God is saying, I want you and I’ll be there for you. And all the things that really matter, I will never let go of you. Now, here’s the question: how do you get that in that great eighteen-inch journey from your head into your heart? So turn to the back of your notes, and I’ll show you.

These are the actual cards that my wife used. We wrote them on old 3x5 cards and they became so helpful that Living on the Edge printed them so that they would be prettier for people, I suppose. And thousands and thousands of people are doing what we did early in the morning.

First, the principle is: replace the warped mirrors and misbeliefs by the truth of God’s Word. Second, identify your lies that you believe and write them on the side of a 3x5 card. Now, you guys are high-tech. I’m a card guy, okay?

Example, for this one, “I must be approved or accepted by certain people to be happy.” Or, another lie, “I need other people’s approval to make me happy.” I’m telling you, you believe that with all your heart. You do stuff and you are making decisions about your family, your life, your career, your relationships that are simply rooted in this lie that you have to have their approval.

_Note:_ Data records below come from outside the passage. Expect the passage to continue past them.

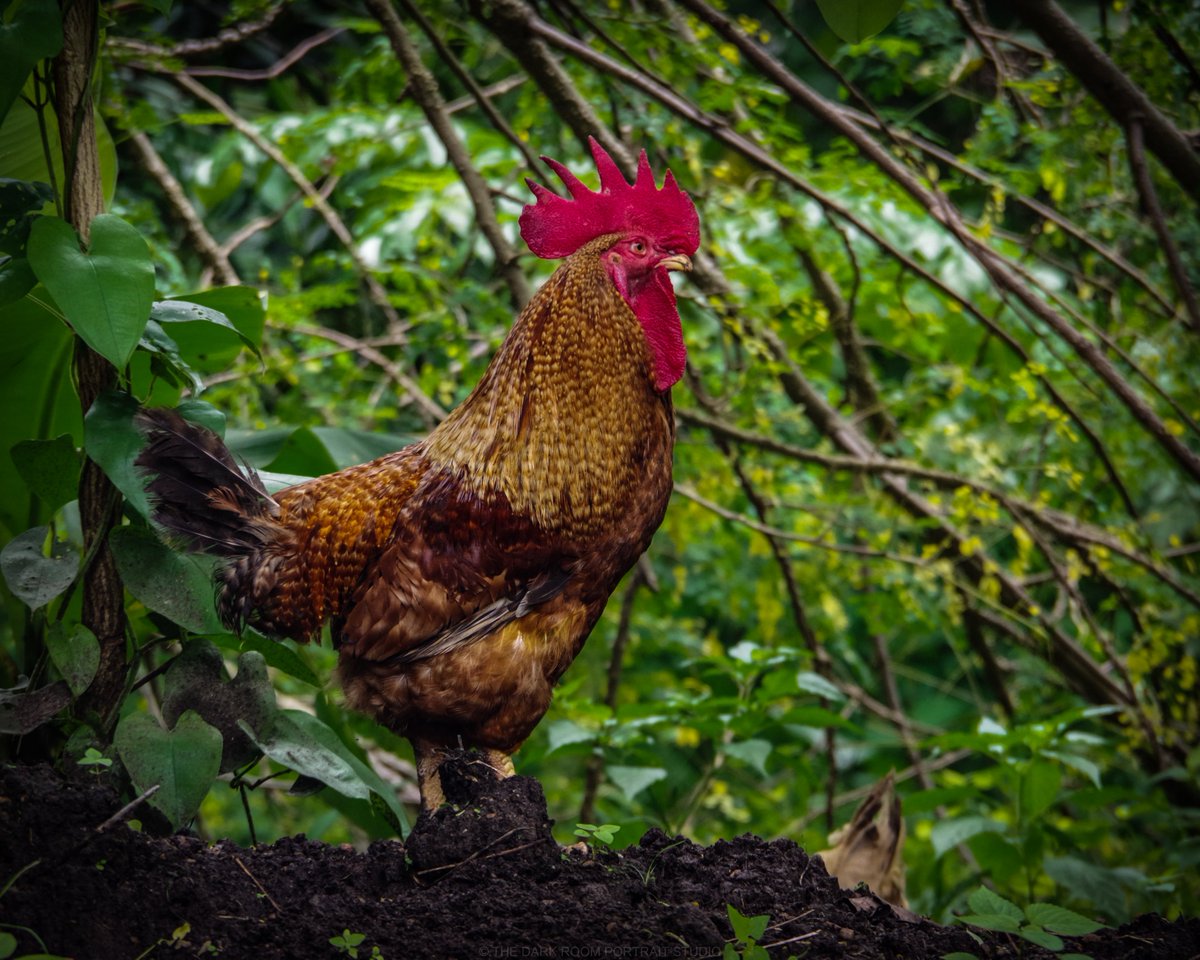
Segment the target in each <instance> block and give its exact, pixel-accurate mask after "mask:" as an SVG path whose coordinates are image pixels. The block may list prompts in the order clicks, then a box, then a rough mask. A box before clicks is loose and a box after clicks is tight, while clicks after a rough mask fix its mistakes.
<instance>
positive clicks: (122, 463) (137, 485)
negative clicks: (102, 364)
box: [83, 390, 150, 517]
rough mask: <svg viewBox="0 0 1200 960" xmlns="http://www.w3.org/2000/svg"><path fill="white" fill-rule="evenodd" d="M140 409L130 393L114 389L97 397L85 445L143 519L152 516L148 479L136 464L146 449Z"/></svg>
mask: <svg viewBox="0 0 1200 960" xmlns="http://www.w3.org/2000/svg"><path fill="white" fill-rule="evenodd" d="M139 409H140V407H139V404H138V402H137V401H136V400H134V398H133V397H131V396H130V395H128V394H125V392H120V391H116V390H110V391H107V392H104V394H101V395H100V396H98V397H96V402H95V403H92V404H91V409H90V410H88V415H86V416H85V418H84V421H83V446H84V450H86V452H88V456H89V457H91V458H92V460H94V461H96V463H98V464H100V467H101V469H102V470H103V472H104V473H106V474H107V476H108V479H109V480H112V481H113V486H115V487H116V488H118V490H119V491H121V493H124V494H125V499H126V500H128V503H130V505H131V506H132V508H133V509H134V510H137V511H138V512H139V514H140V515H142V516H144V517H149V516H150V503H149V500H148V499H146V491H145V476H144V475H143V474H142V472H140V470H139V469H138V468H137V467H136V466H134V464H133V461H134V460H136V458H137V455H138V454H139V452H140V451H142V448H143V446H145V442H146V440H145V437H144V436H143V434H142V432H140V431H139V430H138V428H137V427H136V426H134V425H133V415H134V414H136V413H137V412H138V410H139Z"/></svg>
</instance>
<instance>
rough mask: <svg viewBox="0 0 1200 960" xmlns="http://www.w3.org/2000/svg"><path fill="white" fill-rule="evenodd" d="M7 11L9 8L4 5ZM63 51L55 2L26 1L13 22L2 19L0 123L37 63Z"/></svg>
mask: <svg viewBox="0 0 1200 960" xmlns="http://www.w3.org/2000/svg"><path fill="white" fill-rule="evenodd" d="M5 6H6V7H7V6H8V5H7V4H5ZM60 49H62V18H61V16H60V14H59V5H58V4H56V2H54V0H24V2H18V4H17V5H16V6H14V8H13V14H12V19H10V20H8V22H7V23H5V22H4V19H0V120H2V119H4V118H5V115H6V114H7V113H8V108H10V107H12V103H13V101H14V100H16V98H17V95H18V94H19V92H20V89H22V86H24V85H25V78H26V77H29V73H30V71H32V68H34V66H35V65H36V64H37V61H38V60H46V59H49V58H52V56H54V55H55V54H56V53H58V52H59V50H60Z"/></svg>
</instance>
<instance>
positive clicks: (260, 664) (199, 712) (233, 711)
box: [162, 640, 277, 773]
mask: <svg viewBox="0 0 1200 960" xmlns="http://www.w3.org/2000/svg"><path fill="white" fill-rule="evenodd" d="M187 710H196V712H197V713H198V714H199V715H200V716H202V718H203V719H204V721H205V722H206V724H211V725H212V726H214V727H216V728H217V730H218V731H220V732H221V739H222V742H223V746H222V750H221V772H222V773H229V772H230V770H234V769H236V768H239V767H244V766H245V764H247V763H250V762H251V761H253V760H254V758H256V757H257V756H258V748H257V746H256V745H254V743H253V742H252V740H251V739H250V738H248V737H247V736H246V734H245V732H242V730H241V726H240V724H241V722H246V724H248V725H250V726H251V728H253V730H258V731H270V730H271V725H272V724H274V722H275V714H276V712H277V710H276V707H275V690H274V689H272V686H271V682H270V679H268V677H266V661H265V659H264V658H263V655H262V654H259V653H256V652H253V650H247V652H246V653H244V654H241V656H239V658H238V676H236V677H234V678H233V679H229V678H228V677H227V676H226V668H224V659H223V658H222V656H221V650H218V649H217V648H216V647H215V646H214V644H212V643H211V642H209V641H206V640H194V641H192V642H190V643H188V644H187V646H186V647H185V648H184V652H182V653H181V654H180V655H179V656H178V658H176V659H175V660H174V661H173V662H172V665H170V670H168V671H167V677H166V683H164V689H163V697H162V716H163V720H166V721H167V724H168V725H169V724H173V722H174V721H175V720H176V719H178V718H179V716H180V715H182V714H184V713H185V712H187Z"/></svg>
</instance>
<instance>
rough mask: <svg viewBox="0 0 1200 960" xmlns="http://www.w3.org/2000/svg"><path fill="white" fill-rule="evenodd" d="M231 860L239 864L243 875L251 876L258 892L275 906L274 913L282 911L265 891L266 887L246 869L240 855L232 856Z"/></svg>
mask: <svg viewBox="0 0 1200 960" xmlns="http://www.w3.org/2000/svg"><path fill="white" fill-rule="evenodd" d="M233 862H234V863H235V864H238V866H240V868H241V871H242V872H244V874H245V875H246V876H247V877H250V878H251V880H252V881H254V886H256V887H258V889H259V892H260V893H262V894H263V896H265V898H266V900H268V902H269V904H270V905H271V906H272V907H275V912H276V913H283V911H282V910H281V907H280V905H278V904H276V902H275V898H274V896H271V895H270V894H269V893H268V892H266V887H264V886H263V884H262V883H259V882H258V877H256V876H254V875H253V874H251V872H250V870H248V869H247V866H246V864H244V863H242V862H241V857H234V858H233Z"/></svg>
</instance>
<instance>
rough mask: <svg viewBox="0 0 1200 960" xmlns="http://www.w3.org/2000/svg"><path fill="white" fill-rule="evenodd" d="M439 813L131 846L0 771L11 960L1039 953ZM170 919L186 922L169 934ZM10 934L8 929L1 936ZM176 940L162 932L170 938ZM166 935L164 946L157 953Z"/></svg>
mask: <svg viewBox="0 0 1200 960" xmlns="http://www.w3.org/2000/svg"><path fill="white" fill-rule="evenodd" d="M444 780H445V782H446V786H448V791H446V792H448V794H450V796H451V799H455V800H456V803H457V805H456V806H452V808H451V806H446V808H443V809H442V810H439V811H438V812H437V814H434V815H432V816H422V817H421V820H420V821H419V822H418V824H416V827H415V828H414V830H413V834H412V836H410V838H409V840H408V842H407V844H401V842H398V841H389V842H376V844H373V845H372V846H371V847H370V848H368V850H367V851H366V852H365V853H356V852H355V851H353V850H350V848H348V847H336V846H328V845H325V844H318V842H314V841H311V840H305V839H304V838H292V839H287V840H281V841H278V842H277V844H274V845H271V846H264V847H258V848H251V850H247V848H242V847H239V846H235V845H233V844H229V842H221V844H216V845H211V846H210V845H208V844H205V842H203V841H200V840H197V839H194V838H188V836H166V838H162V836H158V838H156V836H150V835H148V834H146V833H144V832H140V833H139V832H134V830H132V829H130V828H128V827H127V826H126V824H125V823H124V822H115V823H110V824H109V826H108V827H107V828H104V829H97V828H98V827H101V824H104V823H106V821H109V818H110V817H112V816H113V815H114V814H115V812H116V811H118V810H119V809H120V806H121V804H120V802H119V800H118V797H116V794H115V793H113V792H112V791H110V790H108V788H106V787H102V786H97V785H96V784H90V782H83V784H80V782H68V781H64V780H62V779H61V778H59V776H58V775H56V774H55V773H54V772H52V770H50V769H48V768H44V767H32V768H29V767H8V768H4V769H2V770H0V888H2V884H4V883H10V884H11V886H10V887H8V889H7V892H6V893H4V894H2V899H0V923H2V924H4V925H5V929H7V930H8V931H11V932H13V934H16V935H17V936H18V937H19V943H20V947H19V949H18V952H17V956H20V955H22V954H23V953H36V952H38V950H40V947H38V944H37V942H36V940H35V938H34V936H32V935H31V932H30V931H32V932H36V934H37V936H40V937H41V938H42V941H44V943H46V948H47V949H48V950H49V952H50V953H53V954H59V955H62V956H71V958H76V959H77V960H94V959H95V960H107V959H108V958H114V959H116V958H120V960H134V959H136V958H151V956H152V958H158V959H161V958H169V956H178V958H185V956H221V958H253V960H272V959H274V958H287V959H288V960H292V959H293V958H337V956H344V955H346V954H342V953H338V950H337V949H336V948H335V947H334V946H331V944H330V943H329V940H330V937H332V936H336V935H340V934H342V931H343V930H350V931H352V932H355V934H364V935H365V938H364V940H362V942H361V943H360V944H359V946H358V948H356V949H358V956H360V958H370V956H372V949H373V948H378V952H379V955H382V956H384V958H386V960H403V959H406V958H497V959H498V960H500V959H503V958H512V959H514V960H518V959H521V958H704V956H720V955H721V953H722V949H724V947H725V943H726V942H727V941H728V940H730V937H731V936H732V930H731V929H730V924H728V920H727V918H726V905H727V904H732V905H733V906H736V907H737V908H738V910H740V911H742V912H743V913H745V914H762V913H766V914H769V916H770V926H769V928H768V930H767V932H766V935H764V936H763V941H762V942H763V944H764V946H767V947H768V948H769V949H770V955H772V956H773V958H786V956H790V955H793V954H794V955H797V956H800V958H938V956H941V955H942V954H944V953H948V952H952V950H965V952H968V953H973V954H974V955H977V956H979V958H985V956H986V958H1002V956H1013V958H1015V956H1021V958H1042V956H1046V958H1048V956H1052V955H1054V954H1050V953H1045V952H1043V950H1040V949H1038V948H1034V947H1033V946H1032V944H1030V943H1025V942H1024V941H1013V940H1009V938H1008V937H1006V936H1000V935H992V936H990V937H989V938H986V940H985V941H984V942H983V943H982V944H980V943H978V942H976V941H974V940H973V938H972V937H971V936H970V935H968V934H967V932H966V931H965V930H964V929H961V928H954V926H941V925H938V924H936V923H932V922H931V920H926V919H923V918H919V917H916V916H913V914H908V913H906V912H904V913H899V912H896V911H894V910H893V908H892V907H890V906H888V905H887V904H884V902H882V901H881V900H878V899H876V898H875V896H874V895H871V894H866V893H854V892H848V890H840V889H839V888H838V884H836V883H835V882H834V881H832V880H830V878H829V876H828V874H827V872H826V870H824V866H823V865H822V864H821V862H820V860H818V859H810V858H809V857H808V856H806V854H805V853H804V851H803V850H800V848H799V847H797V846H796V845H794V844H792V842H790V841H786V840H776V841H773V842H766V841H763V840H761V839H758V838H756V836H742V838H738V839H737V840H732V841H721V842H718V844H714V845H713V846H710V847H698V846H696V845H694V844H691V842H690V841H688V840H682V839H678V838H677V839H672V838H670V836H666V835H665V834H662V833H661V832H659V830H652V832H650V833H648V834H647V835H646V836H644V838H643V839H642V841H641V844H640V845H638V846H636V847H630V848H628V850H624V851H622V852H620V853H619V854H616V853H608V854H602V856H600V857H598V858H592V857H590V856H588V854H587V853H578V852H574V851H572V852H564V851H562V850H560V848H559V846H558V845H557V844H556V842H554V840H553V838H552V836H551V833H550V821H548V820H547V817H546V803H545V799H544V797H542V792H541V787H540V786H539V785H538V784H536V781H534V780H529V779H528V778H522V776H517V778H512V779H511V780H506V781H503V782H496V781H492V780H490V779H487V778H485V779H482V780H476V779H475V778H474V776H473V775H472V768H470V766H469V763H468V764H464V766H462V767H461V768H460V769H458V770H457V772H449V770H448V772H445V773H444ZM185 924H187V926H186V928H185V926H184V925H185ZM17 925H19V928H18V926H17ZM176 931H179V932H178V934H176ZM173 936H174V937H175V938H174V940H173ZM1068 949H1074V950H1078V952H1081V953H1087V954H1090V955H1091V956H1093V958H1096V960H1108V959H1109V958H1111V960H1128V959H1129V958H1154V960H1171V959H1172V958H1178V959H1180V960H1183V959H1184V958H1188V959H1192V958H1195V956H1196V955H1198V954H1200V920H1195V919H1192V920H1184V922H1178V923H1168V922H1166V920H1164V919H1162V918H1160V917H1153V916H1146V917H1141V918H1139V919H1136V920H1134V922H1133V923H1132V924H1128V925H1127V926H1124V928H1122V929H1120V930H1104V931H1100V934H1097V935H1092V936H1088V937H1082V938H1079V940H1073V941H1070V942H1069V944H1068Z"/></svg>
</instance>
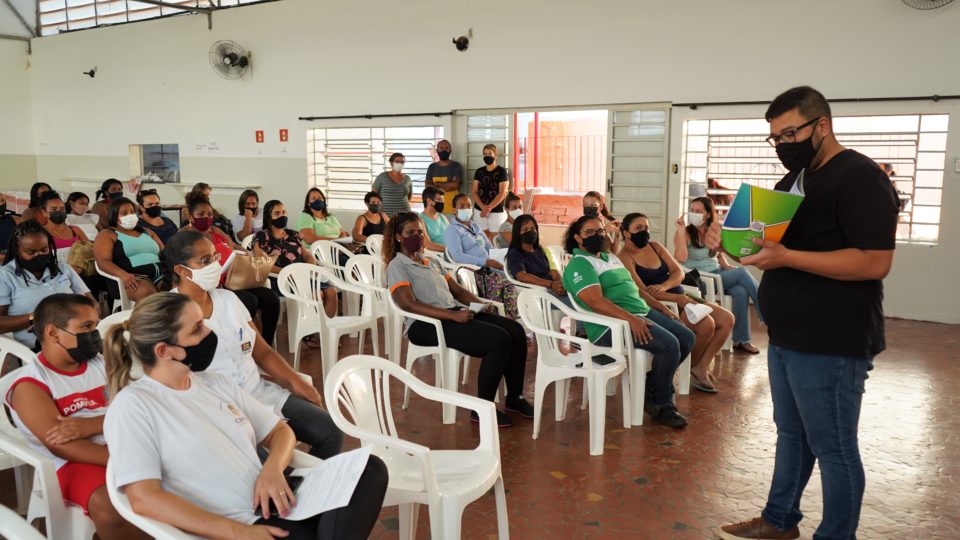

And I will tell you what, that’s the misbelief. Then I turn the card over, “I want people’s approval of me, but I don’t need it.” I’m as insecure as any and everyone in this room or whoever watches this wherever. I want you all to like me. We all do! But I don’t need it.

With God’s approval, I am no longer compelled to earn love and acceptance; I am free to be me. And you know what? Read that over in the morning, read that over in the night, read that over in the morning, read that over in the night. Because the core is this belonging.

And so, the next card is, “I am wanted, appreciated, and loved by God, the most important person in my life.” I watched my wife go for three or four years with my daughter, going through a series of these cards that she just read and she just read and she just read. You know what? I have a daughter that actually believes she is wanted, appreciated, and loved by God, the most important person in her life, and made some very hard decisions under peer pressure, because that got put into here that made it down to here.

She knew that she belonged. And when you really belong to Him, and you have a passage that says that, I will just tell you, you get free.

Now, here’s the deal. This is not like, Oh! I read those cards, two weeks later, everything is great. These are, you take one degree and you change it. I would encourage you to read this over, to write those on cards, and just say, “I’ll do this morning and night.”

And if you will, for sixty or ninety or a hundred and twenty days, you will begin to incrementally begin to believe that you’re a daughter of the living God and you’ll have desires that will change, that you won’t know, like, I don’t have to read the Bible. I want to. I don’t have to pray so long. It’s just an invitation. I don’t have to do this or do that. I don’t have to respond this way in work. I don’t have to make my kids happy every day, every moment, because you will understand that you belong and you will be set free.